Mansur Yavaş: “Size helal etmiyorum”

Ankara Büyükşehir Belediye Lideri Mansur Yavaş, bugün Ankara’nın Keçiören ilçesinde yurttaşlara seslendi.

Yavaş, burada şunları söyledi:

“HALKTAN KOPTULAR, BELİRLİ BİR ZÜMRE LÜKS YAŞIYOR, ŞATAFATLI YAŞIYOR. HİÇBİR KAHIR ÇEKMİYOR”

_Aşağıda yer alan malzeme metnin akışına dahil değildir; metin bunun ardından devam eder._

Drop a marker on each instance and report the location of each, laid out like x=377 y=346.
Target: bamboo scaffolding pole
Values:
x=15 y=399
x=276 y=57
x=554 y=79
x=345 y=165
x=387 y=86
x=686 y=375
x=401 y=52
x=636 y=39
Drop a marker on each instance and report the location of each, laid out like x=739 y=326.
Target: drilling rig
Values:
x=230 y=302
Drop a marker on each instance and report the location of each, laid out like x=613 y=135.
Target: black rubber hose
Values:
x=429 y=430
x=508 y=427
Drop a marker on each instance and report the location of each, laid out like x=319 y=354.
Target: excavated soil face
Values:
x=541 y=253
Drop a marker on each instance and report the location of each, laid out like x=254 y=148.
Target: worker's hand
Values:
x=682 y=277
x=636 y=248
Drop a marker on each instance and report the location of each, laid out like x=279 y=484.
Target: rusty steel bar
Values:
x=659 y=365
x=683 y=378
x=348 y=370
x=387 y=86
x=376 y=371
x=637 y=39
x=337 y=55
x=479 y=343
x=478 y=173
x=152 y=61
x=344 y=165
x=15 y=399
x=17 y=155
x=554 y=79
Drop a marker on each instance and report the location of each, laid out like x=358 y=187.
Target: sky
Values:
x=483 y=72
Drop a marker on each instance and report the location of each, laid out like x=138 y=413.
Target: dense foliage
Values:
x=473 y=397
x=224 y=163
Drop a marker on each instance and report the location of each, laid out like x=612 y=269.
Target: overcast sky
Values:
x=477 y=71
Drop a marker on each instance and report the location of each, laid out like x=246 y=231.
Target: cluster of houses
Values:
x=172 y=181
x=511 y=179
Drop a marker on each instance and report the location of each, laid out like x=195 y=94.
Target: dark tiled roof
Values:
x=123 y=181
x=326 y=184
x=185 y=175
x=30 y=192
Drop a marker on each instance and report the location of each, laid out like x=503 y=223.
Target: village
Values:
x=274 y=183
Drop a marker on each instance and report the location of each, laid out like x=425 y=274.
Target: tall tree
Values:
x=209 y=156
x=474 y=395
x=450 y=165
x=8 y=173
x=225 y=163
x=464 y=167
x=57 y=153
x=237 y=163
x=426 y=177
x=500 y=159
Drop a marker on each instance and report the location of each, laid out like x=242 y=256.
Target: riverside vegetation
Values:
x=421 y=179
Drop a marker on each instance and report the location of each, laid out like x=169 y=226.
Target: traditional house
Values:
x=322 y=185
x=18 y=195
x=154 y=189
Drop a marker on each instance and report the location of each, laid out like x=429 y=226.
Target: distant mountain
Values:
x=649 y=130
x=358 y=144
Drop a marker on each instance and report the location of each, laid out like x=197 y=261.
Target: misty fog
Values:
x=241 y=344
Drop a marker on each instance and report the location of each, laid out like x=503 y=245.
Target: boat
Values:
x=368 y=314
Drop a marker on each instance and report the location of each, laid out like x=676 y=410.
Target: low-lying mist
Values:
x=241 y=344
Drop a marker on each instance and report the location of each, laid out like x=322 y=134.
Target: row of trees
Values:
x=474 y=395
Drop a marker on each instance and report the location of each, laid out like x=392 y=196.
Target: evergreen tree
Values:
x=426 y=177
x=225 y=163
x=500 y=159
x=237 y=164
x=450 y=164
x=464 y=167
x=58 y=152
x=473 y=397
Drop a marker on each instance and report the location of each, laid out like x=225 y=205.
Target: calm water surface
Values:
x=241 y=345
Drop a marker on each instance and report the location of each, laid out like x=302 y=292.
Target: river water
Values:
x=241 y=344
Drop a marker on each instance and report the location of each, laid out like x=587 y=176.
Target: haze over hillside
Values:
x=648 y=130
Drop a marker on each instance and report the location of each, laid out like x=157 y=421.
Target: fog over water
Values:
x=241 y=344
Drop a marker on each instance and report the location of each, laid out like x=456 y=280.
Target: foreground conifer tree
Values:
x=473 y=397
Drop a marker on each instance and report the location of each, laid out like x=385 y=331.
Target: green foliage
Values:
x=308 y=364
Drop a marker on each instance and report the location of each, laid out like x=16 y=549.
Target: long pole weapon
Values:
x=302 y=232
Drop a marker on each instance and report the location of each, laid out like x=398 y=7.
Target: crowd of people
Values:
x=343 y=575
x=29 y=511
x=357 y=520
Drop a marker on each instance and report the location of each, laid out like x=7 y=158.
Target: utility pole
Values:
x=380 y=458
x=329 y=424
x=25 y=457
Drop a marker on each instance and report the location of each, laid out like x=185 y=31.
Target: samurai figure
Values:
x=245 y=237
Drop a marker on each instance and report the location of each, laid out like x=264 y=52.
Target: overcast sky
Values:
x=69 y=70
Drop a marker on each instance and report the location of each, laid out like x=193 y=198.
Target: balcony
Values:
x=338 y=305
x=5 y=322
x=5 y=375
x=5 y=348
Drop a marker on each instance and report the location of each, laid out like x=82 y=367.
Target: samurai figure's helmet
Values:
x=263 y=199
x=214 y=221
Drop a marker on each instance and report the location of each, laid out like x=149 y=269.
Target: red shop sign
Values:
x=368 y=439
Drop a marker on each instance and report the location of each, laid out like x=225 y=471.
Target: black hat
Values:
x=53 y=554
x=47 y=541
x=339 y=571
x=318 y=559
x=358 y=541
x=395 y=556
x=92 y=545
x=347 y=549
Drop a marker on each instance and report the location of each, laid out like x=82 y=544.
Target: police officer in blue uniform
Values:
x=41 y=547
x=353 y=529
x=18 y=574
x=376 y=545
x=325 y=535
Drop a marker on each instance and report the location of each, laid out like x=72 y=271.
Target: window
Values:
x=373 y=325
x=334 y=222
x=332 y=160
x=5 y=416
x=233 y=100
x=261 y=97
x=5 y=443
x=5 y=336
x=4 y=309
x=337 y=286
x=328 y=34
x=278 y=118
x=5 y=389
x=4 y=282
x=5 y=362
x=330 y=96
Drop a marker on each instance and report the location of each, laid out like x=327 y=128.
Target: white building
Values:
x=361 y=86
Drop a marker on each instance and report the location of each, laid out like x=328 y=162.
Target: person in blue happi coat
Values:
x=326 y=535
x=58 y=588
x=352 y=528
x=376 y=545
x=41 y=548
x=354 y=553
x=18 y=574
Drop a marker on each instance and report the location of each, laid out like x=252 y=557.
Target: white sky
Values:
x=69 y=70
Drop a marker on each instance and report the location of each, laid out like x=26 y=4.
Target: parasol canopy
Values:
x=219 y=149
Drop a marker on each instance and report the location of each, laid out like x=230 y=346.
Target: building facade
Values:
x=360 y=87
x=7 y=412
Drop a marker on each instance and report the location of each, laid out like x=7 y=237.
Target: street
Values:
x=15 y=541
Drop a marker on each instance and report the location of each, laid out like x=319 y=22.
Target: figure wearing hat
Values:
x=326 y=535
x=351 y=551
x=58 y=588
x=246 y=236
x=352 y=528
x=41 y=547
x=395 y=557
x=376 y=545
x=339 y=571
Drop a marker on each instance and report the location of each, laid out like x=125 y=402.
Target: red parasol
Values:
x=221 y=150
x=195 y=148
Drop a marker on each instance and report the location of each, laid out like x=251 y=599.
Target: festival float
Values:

“4 yıldır Ankara’da çalışıyoruz, evvelden biliyorsunuz yalnızca ranta dayalı ve 25 yıldır beşerler yapılan işlerin birçoğunu belediyecilik olarak isimlendirilip, betona dayalı insanı öncelemeyen bir belediyecilik anlayışı vardı. Bu, rantı biliyorsunuz bir oğluna televizyon, bir oğluna futbol grubu, Ankara’nın kaynaklarını daima kullanarak oralara aktarılıyor. Bir imar değişikliği ile 1 katrilyon üzere bir para birinin cebine giriyor, kul hakkına giriliyor, makul isimler varlıklı ediliyor ve bir yandan da kıymetli hizmet verilip Ankara’ya el ettikleri paralarla kolilerle yardım altında dağıtıyorlardı. Biz bunun belediyecilik olmadığını daima söylüyorduk lakin Ankara halkı bize inandı ve en azından farklı bir belediyeciliği, farklı bir idarenin nasıl olacağını göstermiş oldu.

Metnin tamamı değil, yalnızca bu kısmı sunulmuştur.